14.1   In this Agreement, a reference to a statute or statutory provision includes a reference to:

(a)      that statute or statutory provision as modified, consolidated and/or re-enacted from time to time; and

(b)      any subordinate legislation made under that statute or statutory provision.

14.2   The Clause headings do not affect the interpretation of this Agreement.

14.3   References in this Agreement to "calendar months" are to the 12 named periods (January, February and so on) into which a year is divided.

14.4   In this Agreement, general words shall not be given a restrictive interpretation by reason of being preceded or followed by words indicating a particular class of acts, matters or things.


 
















SCHEDULE 1 – SYnMatrix Technical Enhancements Customer Support (STECS)

STECS will consist of (i) reasonable telephone, e-mail or web-based support respecting the use of the Program(s) ("Customer Support"); and (ii) Program releases or corrections provided by Licensor without additional charge to STECS customers generally ("Technical Enhancements"). Customer Support will be provided by Licensor, its Affiliate or Channel Partner (as applicable). Technical Enhancements will be provided by Licensor at such times as determined solely by Licensor.

Installation support will be provided without charge for thirty (30) days from the Effective Date of Program. Licensor or Channel Partner will provide STECS. Except as set forth below, at the end of the then-current STECS period, STECS will automatically renew at the prior year’s STECS rate plus an increase consistent with the increase in the price of the associated Program(s) for a renewal term of a like duration. STECS will not renew if Licensee, Channel Partner, or Licensor gives prior notice of its intent to not renew. Licensee shall be deemed to have provided notice not to renew if Licensee does not issue a purchase order to Licensor or the Channel Partner for STECS prior to the expiration of the then-current STECS period. Licensor and Channel Partner shall be deemed to have provided notice not to renew if Licensor or Channel Partner does not provide a renewal Quotation for STECS prior to the expiration of the then-current STECS period. STECS that does not automatically renew but that is purchased in the same configuration within three (3) months of the expiration date of the last STECS period shall not require a new License Form to be signed for such STECS as the terms of this Agreement will be deemed to continue to apply from the new start date of such STECS. Except as specifically set forth in this Agreement, if STECS is terminated prior to the end of the term, Licensee shall not be entitled to any refund for any portion of the prepaid STECS fee.
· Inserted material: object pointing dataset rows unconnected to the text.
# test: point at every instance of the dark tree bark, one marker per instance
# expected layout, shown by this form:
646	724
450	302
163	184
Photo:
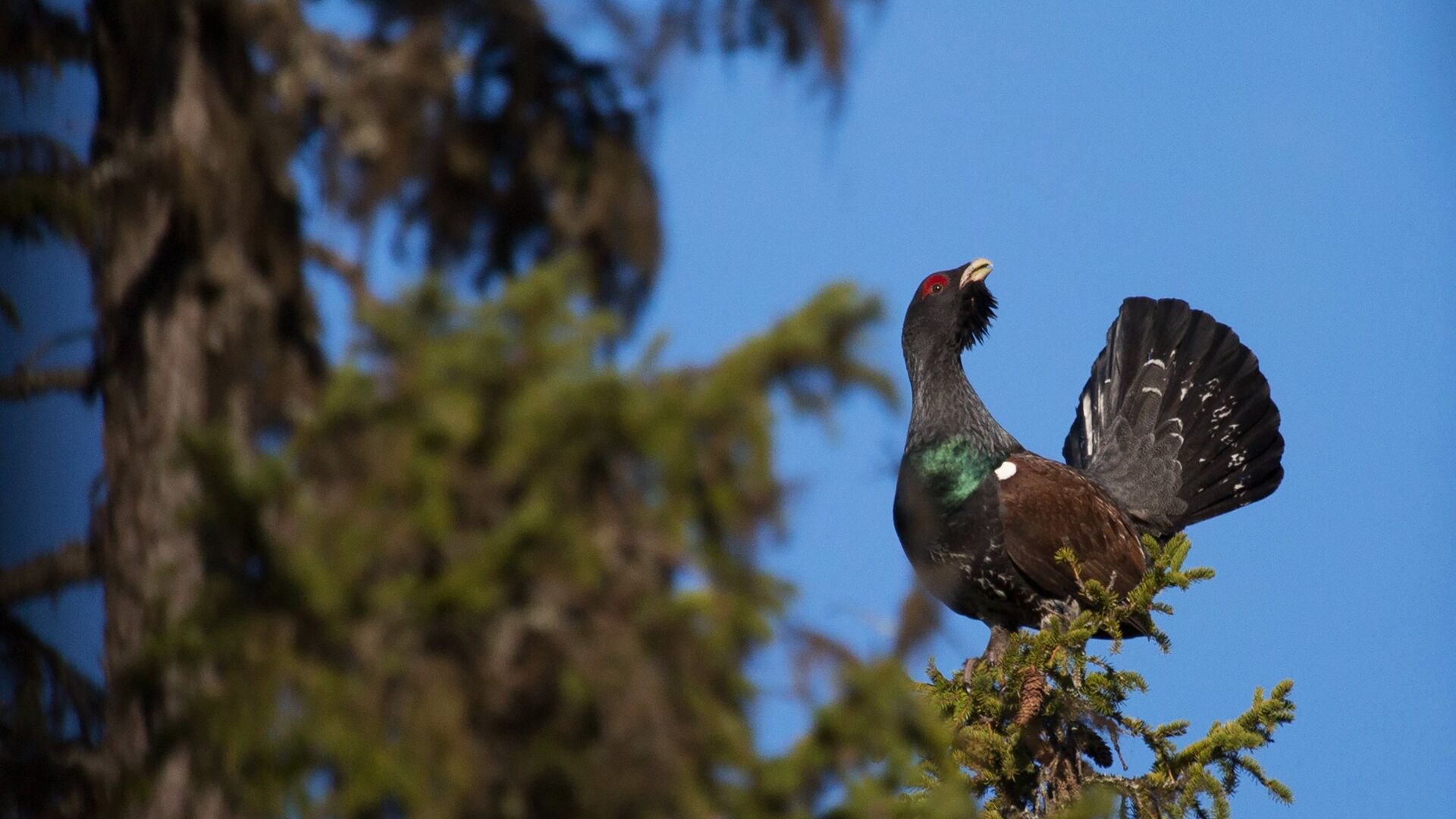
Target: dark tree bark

STECS only provides Customer Support for the Software specified in the Quotation. STECS does not provide Customer Support for any Ansys software or any other third-party software.

Licensor and the Channel Partner have no obligation to provide STECS: (i) for other than the two most recent commercially available releases of each Program(s); (ii) for any Program(s) that have been altered, damaged or modified by Licensee or on Licensee’s behalf; (iii) for any applications, models or other customizations provided by Licensor or Channel Partner as part of a consulting services engagement; or (iv) for any problems caused by Licensee’s negligence or use of the Program(s) other than in accordance with the Manual and this Agreement.

If STECS on a Program license is discontinued by Licensee for more than three (3) months, Licensor shall have no obligation to permit reinstatement of STECS on such Program license. Except as otherwise agreed between the parties, Licensor’s election to permit reinstatement shall be subject to Licensor’s then-current STECS reinstatement policy.

For Named User Licenses, Customer Support will be provided to Licensee and its Affiliates at their locations specified in the Quotation.